Subsections


6. Experimental Setup


6.1 Real fMRI Data

To test the usefulness of the ICA analysis and visualization method, explained in Chapter 4, the data from a real functional magnetic resonance imaging (fMRI) study was analyzed. It is important that the method is tested with real world data, since an artificial data set would not prove the usefulness under realistic noise and variability structures. Additionally, the method might reveal unseen phenomena from the data.

The experiments involved 14 voluntary subjects, which are referred to only by their initials to protect their anonymity. The stimulus and scanning conditions were repeated as closely as possible for each subject to allow the comparison of results between subjects.


6.1.1 Auditory Stimulation

The study used an auditory stimulus, which consisted of repetitions of spoken text with resting periods in between. These periods were repeated four times during the experiment. The results should reflect this by showing activation at least on the primary auditory areas, but also on additional language and memory related areas. The activation time-courses of these areas should be somewhat related to the stimulus, especially on the primary areas.


6.1.2 Volume Acquisition

During the four repetitions of speech and resting periods 10 full head volumes were acquired in each condition with a scanning interval of approximately 3 seconds, resulting in a total of 80 volumes. The scanning was done using a 3 Tesla GE scanner in the Advanced Magnetic Imaging Centre (AMI-Centre) of the Helsinki University of Technology.

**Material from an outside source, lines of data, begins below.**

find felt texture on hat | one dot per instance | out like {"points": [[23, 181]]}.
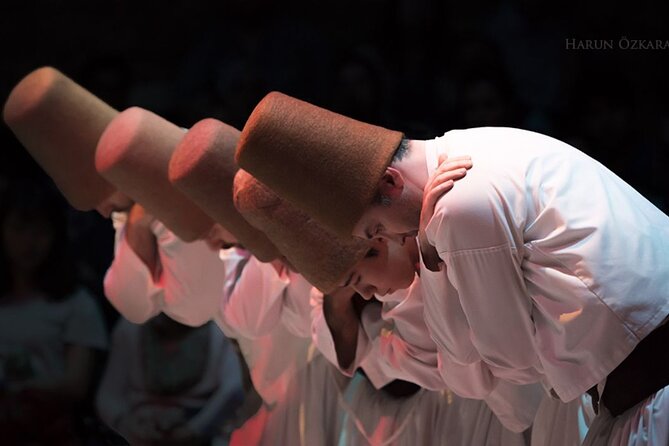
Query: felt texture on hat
{"points": [[203, 168], [325, 163], [134, 154], [320, 255], [60, 123]]}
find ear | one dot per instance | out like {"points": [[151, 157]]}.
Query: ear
{"points": [[392, 183]]}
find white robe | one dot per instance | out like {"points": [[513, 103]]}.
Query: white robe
{"points": [[554, 268]]}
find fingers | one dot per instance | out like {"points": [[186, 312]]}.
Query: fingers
{"points": [[443, 158], [453, 164], [433, 195]]}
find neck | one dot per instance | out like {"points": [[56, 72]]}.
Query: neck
{"points": [[413, 165]]}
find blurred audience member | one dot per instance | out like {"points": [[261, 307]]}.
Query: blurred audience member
{"points": [[50, 327], [170, 384]]}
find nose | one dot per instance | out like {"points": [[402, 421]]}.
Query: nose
{"points": [[397, 238], [104, 210], [366, 291]]}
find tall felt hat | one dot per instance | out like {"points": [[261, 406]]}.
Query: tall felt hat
{"points": [[59, 123], [134, 154], [321, 256], [325, 163], [203, 168]]}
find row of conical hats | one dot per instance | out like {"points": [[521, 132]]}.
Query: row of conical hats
{"points": [[188, 179]]}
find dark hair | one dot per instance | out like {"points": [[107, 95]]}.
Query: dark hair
{"points": [[32, 200], [400, 152]]}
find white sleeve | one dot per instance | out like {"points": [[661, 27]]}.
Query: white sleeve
{"points": [[484, 307], [405, 345], [296, 311], [253, 299], [129, 285], [192, 277]]}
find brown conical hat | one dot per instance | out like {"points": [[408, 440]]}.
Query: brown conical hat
{"points": [[59, 123], [321, 256], [203, 168], [325, 163], [134, 154]]}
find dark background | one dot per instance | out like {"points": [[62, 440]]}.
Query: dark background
{"points": [[419, 66]]}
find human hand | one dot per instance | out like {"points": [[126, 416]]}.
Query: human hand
{"points": [[439, 183], [139, 427]]}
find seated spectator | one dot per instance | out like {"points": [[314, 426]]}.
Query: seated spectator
{"points": [[50, 327], [169, 384]]}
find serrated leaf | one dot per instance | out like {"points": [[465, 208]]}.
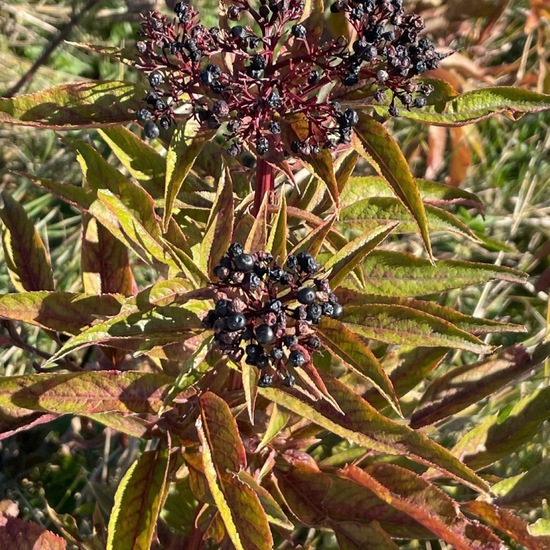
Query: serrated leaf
{"points": [[394, 324], [105, 264], [430, 506], [437, 194], [353, 253], [498, 436], [365, 426], [168, 322], [278, 235], [508, 523], [383, 152], [463, 386], [345, 345], [66, 312], [27, 261], [478, 104], [138, 501], [70, 106], [183, 151], [399, 274], [223, 457], [384, 209], [143, 162], [86, 392]]}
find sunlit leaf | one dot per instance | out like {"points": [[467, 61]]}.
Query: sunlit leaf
{"points": [[80, 105], [26, 258], [138, 501]]}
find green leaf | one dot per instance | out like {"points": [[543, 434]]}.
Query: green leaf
{"points": [[27, 261], [138, 501], [463, 386], [430, 506], [399, 274], [166, 323], [501, 434], [353, 253], [508, 523], [345, 345], [276, 242], [105, 263], [184, 149], [478, 104], [224, 456], [384, 209], [86, 393], [437, 194], [365, 426], [378, 147], [141, 160], [66, 312], [394, 324], [526, 490], [69, 106]]}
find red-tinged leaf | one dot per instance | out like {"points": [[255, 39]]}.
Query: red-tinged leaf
{"points": [[508, 523], [27, 261], [384, 209], [219, 229], [141, 160], [501, 434], [274, 512], [224, 456], [476, 105], [437, 194], [430, 506], [105, 263], [168, 323], [383, 152], [475, 325], [70, 106], [350, 349], [463, 386], [185, 146], [25, 535], [76, 196], [526, 490], [60, 311], [87, 392], [365, 426], [138, 501], [402, 325], [257, 238], [278, 235], [399, 274], [353, 253]]}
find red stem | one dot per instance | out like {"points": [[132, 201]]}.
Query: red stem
{"points": [[265, 184]]}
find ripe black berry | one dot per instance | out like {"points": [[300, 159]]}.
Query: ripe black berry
{"points": [[296, 358], [264, 334], [235, 322], [244, 262], [151, 130], [306, 296]]}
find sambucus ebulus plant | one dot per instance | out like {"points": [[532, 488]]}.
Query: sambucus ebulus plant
{"points": [[257, 363]]}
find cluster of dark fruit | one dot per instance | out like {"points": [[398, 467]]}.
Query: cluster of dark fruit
{"points": [[265, 84], [265, 314], [388, 52]]}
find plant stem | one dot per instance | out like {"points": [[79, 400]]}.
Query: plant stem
{"points": [[265, 184]]}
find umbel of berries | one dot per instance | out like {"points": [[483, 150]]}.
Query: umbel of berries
{"points": [[265, 314], [249, 79]]}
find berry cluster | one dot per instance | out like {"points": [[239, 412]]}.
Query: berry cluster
{"points": [[266, 314], [252, 78]]}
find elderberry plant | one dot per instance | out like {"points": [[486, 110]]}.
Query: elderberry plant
{"points": [[254, 75]]}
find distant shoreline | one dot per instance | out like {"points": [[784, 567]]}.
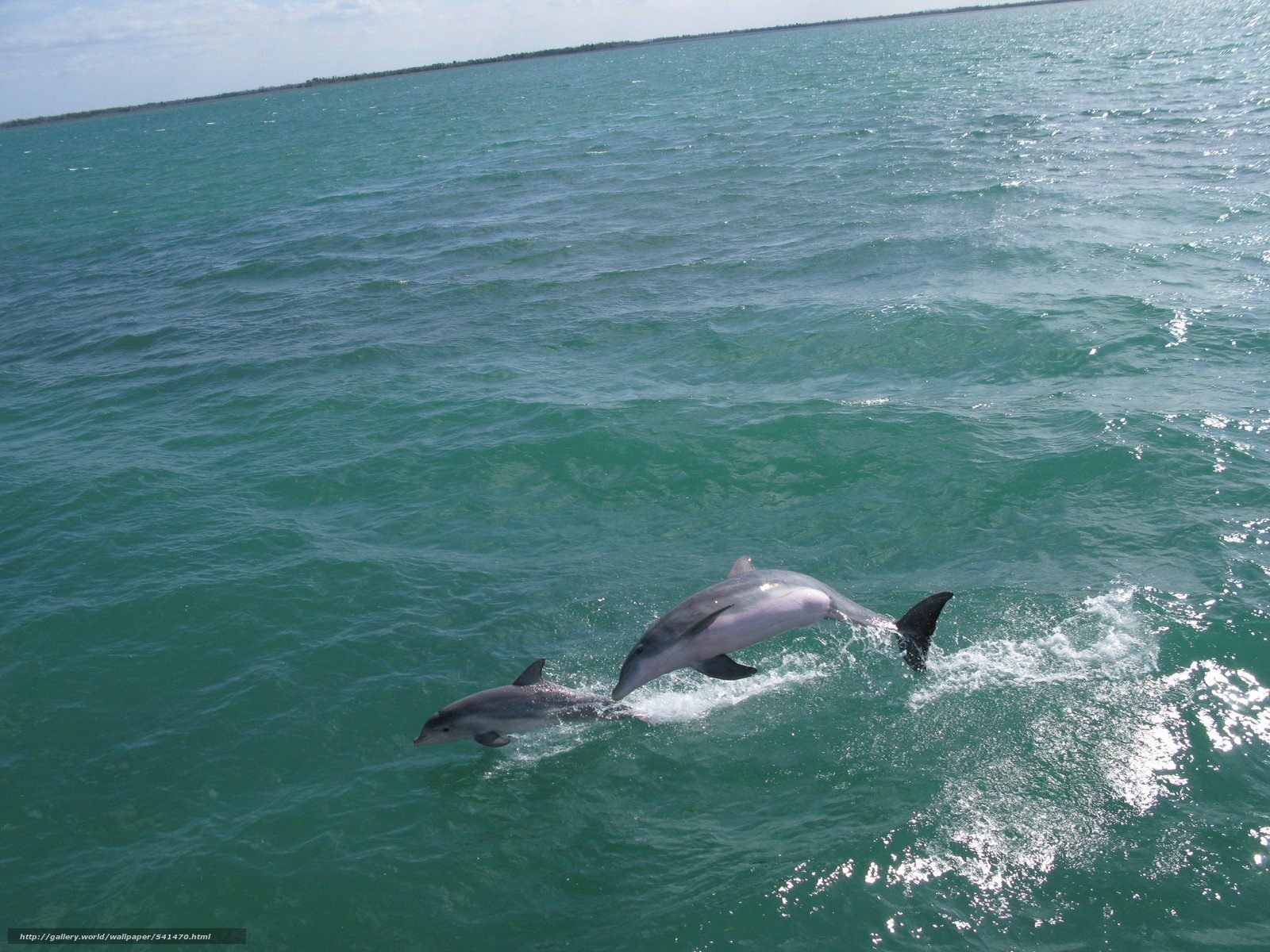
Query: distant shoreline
{"points": [[508, 57]]}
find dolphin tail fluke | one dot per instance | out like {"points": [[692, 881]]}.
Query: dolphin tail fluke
{"points": [[918, 628]]}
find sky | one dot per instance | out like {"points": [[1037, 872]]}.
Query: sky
{"points": [[60, 56]]}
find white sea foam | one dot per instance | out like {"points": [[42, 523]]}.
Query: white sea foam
{"points": [[687, 696], [1106, 639]]}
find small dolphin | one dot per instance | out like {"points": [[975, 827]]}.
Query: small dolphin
{"points": [[526, 704], [752, 606]]}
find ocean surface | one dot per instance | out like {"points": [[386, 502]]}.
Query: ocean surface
{"points": [[324, 408]]}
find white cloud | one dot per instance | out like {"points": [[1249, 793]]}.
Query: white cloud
{"points": [[60, 56]]}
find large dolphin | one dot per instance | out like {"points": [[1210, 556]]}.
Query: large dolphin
{"points": [[755, 605], [525, 704]]}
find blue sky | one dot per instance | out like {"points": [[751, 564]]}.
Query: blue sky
{"points": [[63, 56]]}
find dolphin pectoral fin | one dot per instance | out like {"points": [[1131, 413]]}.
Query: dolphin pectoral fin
{"points": [[918, 628], [531, 676], [724, 668], [704, 624]]}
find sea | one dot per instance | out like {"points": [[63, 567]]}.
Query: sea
{"points": [[324, 408]]}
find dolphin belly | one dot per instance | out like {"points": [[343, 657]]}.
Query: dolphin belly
{"points": [[770, 613]]}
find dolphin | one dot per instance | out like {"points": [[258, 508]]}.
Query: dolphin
{"points": [[526, 704], [755, 605]]}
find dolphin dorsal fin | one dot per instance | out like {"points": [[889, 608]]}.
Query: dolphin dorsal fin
{"points": [[531, 676]]}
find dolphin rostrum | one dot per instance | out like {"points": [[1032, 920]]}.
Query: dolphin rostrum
{"points": [[755, 605], [526, 704]]}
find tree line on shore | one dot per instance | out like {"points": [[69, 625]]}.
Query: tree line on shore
{"points": [[507, 57]]}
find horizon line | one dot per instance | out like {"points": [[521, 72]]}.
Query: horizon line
{"points": [[510, 57]]}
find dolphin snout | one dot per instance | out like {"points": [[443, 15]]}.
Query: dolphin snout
{"points": [[629, 679]]}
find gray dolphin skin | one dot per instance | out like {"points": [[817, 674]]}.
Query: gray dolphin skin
{"points": [[527, 704], [755, 605]]}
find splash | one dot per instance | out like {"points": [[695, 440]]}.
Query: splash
{"points": [[685, 696], [1106, 639]]}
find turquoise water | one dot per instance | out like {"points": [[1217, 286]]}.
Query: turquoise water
{"points": [[323, 409]]}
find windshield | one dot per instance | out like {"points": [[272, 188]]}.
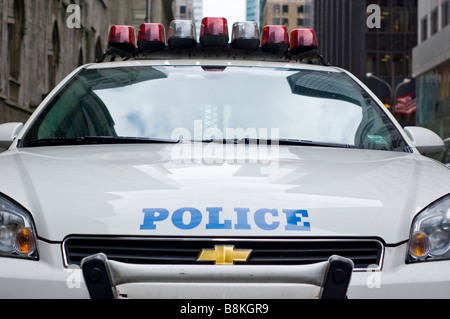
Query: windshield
{"points": [[198, 103]]}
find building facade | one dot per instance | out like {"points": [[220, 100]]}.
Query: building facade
{"points": [[347, 40], [42, 42], [431, 66], [291, 13], [136, 12]]}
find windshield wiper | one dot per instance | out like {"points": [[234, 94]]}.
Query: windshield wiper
{"points": [[86, 140], [288, 142]]}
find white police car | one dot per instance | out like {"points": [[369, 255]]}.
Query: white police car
{"points": [[219, 170]]}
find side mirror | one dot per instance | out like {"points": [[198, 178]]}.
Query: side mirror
{"points": [[8, 132], [425, 140]]}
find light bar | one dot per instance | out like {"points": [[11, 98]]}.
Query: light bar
{"points": [[275, 39], [245, 35], [303, 40], [214, 32], [181, 34], [122, 38], [151, 37]]}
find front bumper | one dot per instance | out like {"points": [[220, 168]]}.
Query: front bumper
{"points": [[48, 278]]}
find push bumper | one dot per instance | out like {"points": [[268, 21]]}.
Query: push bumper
{"points": [[103, 276], [48, 278]]}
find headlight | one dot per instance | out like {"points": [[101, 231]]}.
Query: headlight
{"points": [[17, 233], [430, 233]]}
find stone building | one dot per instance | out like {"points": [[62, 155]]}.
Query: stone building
{"points": [[42, 41]]}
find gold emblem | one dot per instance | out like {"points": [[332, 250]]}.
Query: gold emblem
{"points": [[224, 255]]}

It is common that under a hypothesis driven experiment the scanning is focused only on a few slices of the brain, which have been classified as interesting beforehand. Sometimes this is beneficial, since it could allow faster scanning or increased resolution, but as ICA is a purely data-driven method it would be rather impossible to define the interesting regions of the brain beforehand. And again, such scanning would limit the data too much to fully characterize unexpected phenomena.


6.1.3 Volume Preparation

Before analysis, the volumes were processed in the usual way (c.f., Worsley and Friston, 1995) fMRI data is processed when using the traditional analysis method (see Section 2.3.2). This was done with the SPM toolbox (SPM, 1999) and resulted, for each of the 14 subjects, in 80 volumes with a resolution of $ 95 \times 79 \times 69$ voxels. Additionally, the volumes were masked with a cortical mask to remove uninteresting voxels outside the brain. This effectively lowered the amount of data to half, still leaving an intimidating $ 80 \times 254484$ observation matrix per subject.


6.2 Individual Experiments

The observation matrix of each subject was then analyzed with the method described in Section 4.3. The FastICA algorithm was run 100 times using a bootstrapping of 20% and PCA whitening to the 30 strongest principal components in each run. FastICA was used in symmetric mode with nonlinearity tanh, estimating 15 independent components in each run.

This resulted in 1500 independent component estimates per subject, which were then clustered with correlation threshold 0.8 and power 8. All parameter values in the experiments were chosen heuristically, based on earlier trials.


6.3 Group Experiment

As mentioned earlier the described individual experiment was repeated under the same conditions for all 14 subjects. Although the analysis of consistency within the whole group is beyond the scope of this thesis, some general observations can still be possible and could prove valuable. Therefore the complete results for all subjects were kept in an easily comparable form.